You’ll notice that all the traits being measured here are pretty serious medical conditions. In theory, you’re not supposed to use polygenic screening to produce designer babies. What about in practice? Screening companies will give you the raw data if you ask for it, so if you want to screen for an embryo with green eyes, all you need to do is find some third party algorithm that can screen genomes to figure out the baby’s eye color and plug in your data. Does anything like this exist? I don’t think so, but I think it would be trivial for a genetics PhD student to make.

[edit: existing polygenic screening companies might not read enough genes to do this. Although it would be easy to offer a more complete service that reads most genes, banning the more complete version might be one way regulators could prevent this otherwise hard-to-prevent thing.]

What about IQ? There are definitely scientists who have figured out how to do polygenic analyses to predict a modest amount of variation in IQ, though I don’t know if their algorithms are public, and they’re certainly not convenient for amateurs to use. If you had them, would they work? Gwern has done some calculations and finds that with ten embryos (a near-best-case scenario of what you’re likely to get from egg extraction) and modern (as of 2016) polygenic scoring technology, you could get on average +3 IQ points by implanting the smartest. If polygenic scoring technology reached the limits of its potential (might happen within a decade or two) you could get +9 IQ points. Embryos from the same parents only vary a certain amount in IQ, and about half of IQ variation is non-genetic, so you can’t work miracles with this (if you want to know how to work miracles, read the rest of Gwern’s article).

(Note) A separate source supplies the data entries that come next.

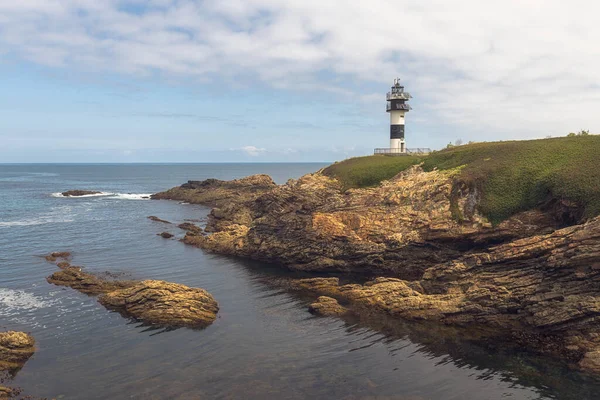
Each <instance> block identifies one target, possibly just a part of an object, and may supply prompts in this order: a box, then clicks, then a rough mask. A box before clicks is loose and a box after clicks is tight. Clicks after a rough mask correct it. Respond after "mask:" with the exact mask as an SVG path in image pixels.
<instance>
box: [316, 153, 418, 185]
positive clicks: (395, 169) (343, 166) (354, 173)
mask: <svg viewBox="0 0 600 400" xmlns="http://www.w3.org/2000/svg"><path fill="white" fill-rule="evenodd" d="M421 161H422V157H417V156H399V157H388V156H366V157H355V158H349V159H348V160H345V161H341V162H338V163H335V164H332V165H330V166H329V167H327V168H325V169H324V170H323V174H325V175H327V176H329V177H331V178H336V179H337V180H338V181H340V182H341V183H342V185H343V186H344V188H345V189H350V188H361V187H369V186H376V185H378V184H379V183H380V182H381V181H384V180H386V179H390V178H392V177H394V175H396V174H397V173H398V172H400V171H403V170H405V169H407V168H408V167H410V166H411V165H414V164H418V163H419V162H421Z"/></svg>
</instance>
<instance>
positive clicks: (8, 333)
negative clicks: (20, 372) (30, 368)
mask: <svg viewBox="0 0 600 400" xmlns="http://www.w3.org/2000/svg"><path fill="white" fill-rule="evenodd" d="M34 352H35V340H34V339H33V337H32V336H31V335H29V334H27V333H24V332H15V331H8V332H0V371H8V372H9V373H11V374H14V373H16V371H18V370H19V369H21V368H22V367H23V365H24V364H25V363H26V362H27V360H29V357H31V356H32V355H33V353H34Z"/></svg>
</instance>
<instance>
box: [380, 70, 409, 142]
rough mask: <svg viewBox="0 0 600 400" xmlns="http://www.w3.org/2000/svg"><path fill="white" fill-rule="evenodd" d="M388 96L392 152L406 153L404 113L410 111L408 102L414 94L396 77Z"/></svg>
mask: <svg viewBox="0 0 600 400" xmlns="http://www.w3.org/2000/svg"><path fill="white" fill-rule="evenodd" d="M386 98H387V107H386V109H387V112H389V113H390V152H391V153H406V143H405V141H404V115H405V114H406V113H407V112H408V111H410V106H409V105H408V104H406V102H407V101H408V100H409V99H410V98H412V96H411V95H410V93H407V92H405V91H404V86H401V85H400V78H396V79H394V86H392V90H391V91H389V92H388V94H387V96H386Z"/></svg>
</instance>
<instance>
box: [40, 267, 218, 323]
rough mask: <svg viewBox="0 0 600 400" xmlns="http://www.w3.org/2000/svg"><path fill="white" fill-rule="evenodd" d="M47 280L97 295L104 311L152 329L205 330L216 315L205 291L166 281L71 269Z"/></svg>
mask: <svg viewBox="0 0 600 400" xmlns="http://www.w3.org/2000/svg"><path fill="white" fill-rule="evenodd" d="M46 280H47V281H48V283H52V284H54V285H59V286H68V287H71V288H73V289H75V290H78V291H80V292H82V293H85V294H90V295H95V294H100V295H101V296H100V297H99V298H98V301H99V302H100V303H101V304H102V305H104V306H105V307H106V308H108V309H111V310H115V311H119V312H120V313H121V314H122V315H125V316H128V317H133V318H136V319H139V320H140V321H143V322H146V323H149V324H154V325H160V326H168V327H189V328H204V327H206V326H208V325H210V324H211V323H213V321H214V320H215V319H216V316H217V312H218V311H219V306H218V304H217V302H216V301H215V299H214V298H213V297H212V295H211V294H210V293H208V292H207V291H206V290H204V289H200V288H190V287H187V286H184V285H180V284H176V283H170V282H165V281H156V280H146V281H141V282H140V281H132V280H127V281H125V280H123V281H121V280H113V279H105V278H102V277H100V276H97V275H94V274H90V273H87V272H83V271H82V270H81V267H71V266H69V267H66V268H63V269H61V270H60V271H56V272H55V273H53V274H52V275H50V276H49V277H48V278H46Z"/></svg>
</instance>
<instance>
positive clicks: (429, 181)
mask: <svg viewBox="0 0 600 400" xmlns="http://www.w3.org/2000/svg"><path fill="white" fill-rule="evenodd" d="M454 177H455V172H454V171H444V172H440V171H432V172H423V171H422V170H421V169H420V168H419V167H414V168H411V169H410V170H408V171H406V172H403V173H401V174H399V175H398V176H396V177H395V178H393V179H391V180H390V181H387V182H384V183H383V184H381V185H380V186H378V187H375V188H368V189H352V190H348V191H342V190H341V187H340V185H339V183H338V182H337V181H335V180H333V179H331V178H328V177H326V176H324V175H321V174H319V173H317V174H310V175H306V176H304V177H302V178H300V179H298V180H292V181H290V182H288V183H287V184H285V185H282V186H275V187H271V188H268V189H264V188H263V189H262V194H261V195H260V196H256V197H254V198H251V199H248V200H247V199H243V198H241V199H240V198H238V197H231V198H229V201H228V202H222V204H221V206H219V207H216V208H214V209H213V210H212V211H211V213H210V215H209V220H208V224H207V226H206V229H205V231H206V232H209V233H212V234H211V235H209V236H206V237H205V236H192V235H188V236H186V237H185V239H184V241H185V242H186V243H188V244H192V245H196V246H199V247H202V248H204V249H206V250H209V251H214V252H217V253H225V254H233V255H238V256H244V257H250V258H254V259H259V260H264V261H269V262H274V263H278V264H283V265H286V266H287V267H289V268H291V269H296V270H304V271H341V272H359V273H363V274H371V275H375V276H377V275H388V276H397V277H401V278H404V279H419V278H420V277H421V276H422V274H423V272H424V270H425V269H427V268H428V267H431V266H434V265H437V264H439V263H441V262H444V261H447V260H452V259H456V258H458V257H459V256H460V255H461V254H462V253H463V252H464V251H465V249H472V248H481V247H485V246H488V245H490V244H493V243H502V242H506V241H510V240H514V239H517V238H520V237H526V236H529V235H534V234H538V233H547V232H551V231H553V230H554V229H555V228H556V226H555V223H554V221H553V220H552V219H551V218H548V217H547V216H546V215H545V214H544V213H543V212H541V211H531V212H527V213H522V214H520V215H517V216H515V217H513V218H511V219H510V220H508V221H506V222H505V223H503V224H501V225H500V226H498V227H492V226H491V224H489V223H488V222H487V220H486V219H485V218H483V217H482V216H480V215H479V214H478V213H477V212H476V208H475V204H476V202H477V201H478V200H477V199H478V196H479V195H478V193H477V190H475V189H469V188H468V187H463V186H462V185H461V184H460V183H457V182H455V179H454ZM178 190H180V191H181V190H183V189H181V188H179V189H178Z"/></svg>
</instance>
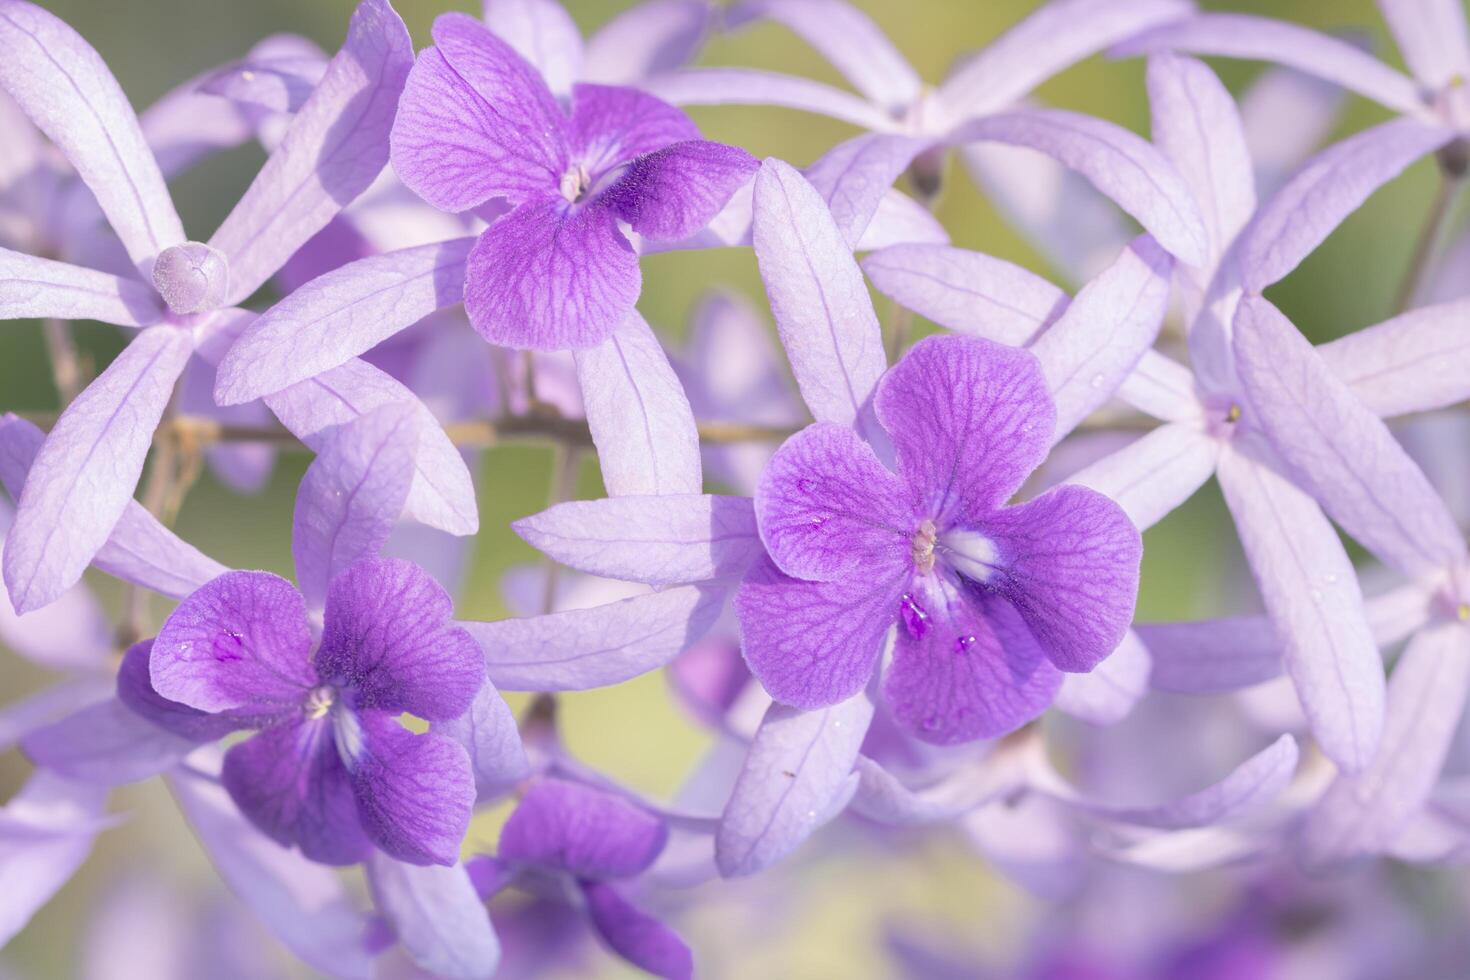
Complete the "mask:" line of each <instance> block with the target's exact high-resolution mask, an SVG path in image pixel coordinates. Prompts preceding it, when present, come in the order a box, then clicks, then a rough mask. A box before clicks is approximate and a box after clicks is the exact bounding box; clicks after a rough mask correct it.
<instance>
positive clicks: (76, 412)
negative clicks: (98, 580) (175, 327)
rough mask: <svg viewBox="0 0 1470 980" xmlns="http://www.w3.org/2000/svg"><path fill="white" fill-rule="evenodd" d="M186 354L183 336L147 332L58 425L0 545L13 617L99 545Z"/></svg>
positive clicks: (142, 335)
mask: <svg viewBox="0 0 1470 980" xmlns="http://www.w3.org/2000/svg"><path fill="white" fill-rule="evenodd" d="M188 357H190V338H188V334H187V332H184V331H179V329H176V328H173V326H154V328H150V329H147V331H144V332H143V334H138V335H137V336H135V338H134V339H132V342H131V344H128V347H126V348H125V350H123V351H122V354H119V356H118V359H116V360H113V363H112V364H109V366H107V370H104V372H103V373H101V375H100V376H98V378H97V381H94V382H93V383H91V385H88V386H87V389H85V391H82V394H81V395H78V397H76V400H73V401H72V404H71V406H68V407H66V411H63V413H62V417H60V419H57V422H56V426H54V428H53V429H51V432H50V433H49V435H47V438H46V442H44V444H43V445H41V450H40V453H37V455H35V463H34V464H32V467H31V473H29V476H28V478H26V480H25V491H24V492H22V494H21V501H19V508H18V510H16V516H15V526H13V527H12V529H10V536H9V538H7V539H6V550H4V579H6V586H7V589H9V591H10V601H12V602H13V604H15V607H16V611H19V613H25V611H28V610H32V608H38V607H41V605H46V604H47V602H50V601H51V599H54V598H56V597H57V595H60V594H62V592H65V591H66V589H68V588H69V586H72V585H73V583H75V582H76V580H78V579H79V577H81V574H82V570H84V569H85V567H87V564H88V563H90V561H91V560H93V558H94V557H96V555H97V551H98V550H100V548H101V547H103V544H106V541H107V536H109V535H110V533H112V529H113V527H115V526H116V525H118V519H119V517H122V513H123V510H126V507H128V504H129V502H131V501H132V488H134V486H137V483H138V476H140V475H141V473H143V461H144V457H147V454H148V447H150V445H151V442H153V430H154V429H156V428H157V425H159V419H162V417H163V408H165V406H166V404H168V401H169V395H172V392H173V382H175V381H178V376H179V373H182V370H184V364H185V361H188Z"/></svg>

Prediction markets say to wait fifteen years

Getting back to reality - the first polygenically screened baby was born last year to a family with a history of breast cancer, which screening + selection can make less likely. Her name was Aurea, meaning “dawn” - which may or may not be a coincidence.

And either she looks like this, or else this was a stock photo of a baby someone used on the article about her. She shares an unusual last name with a commenter on this blog, so maybe we’ll get some updates!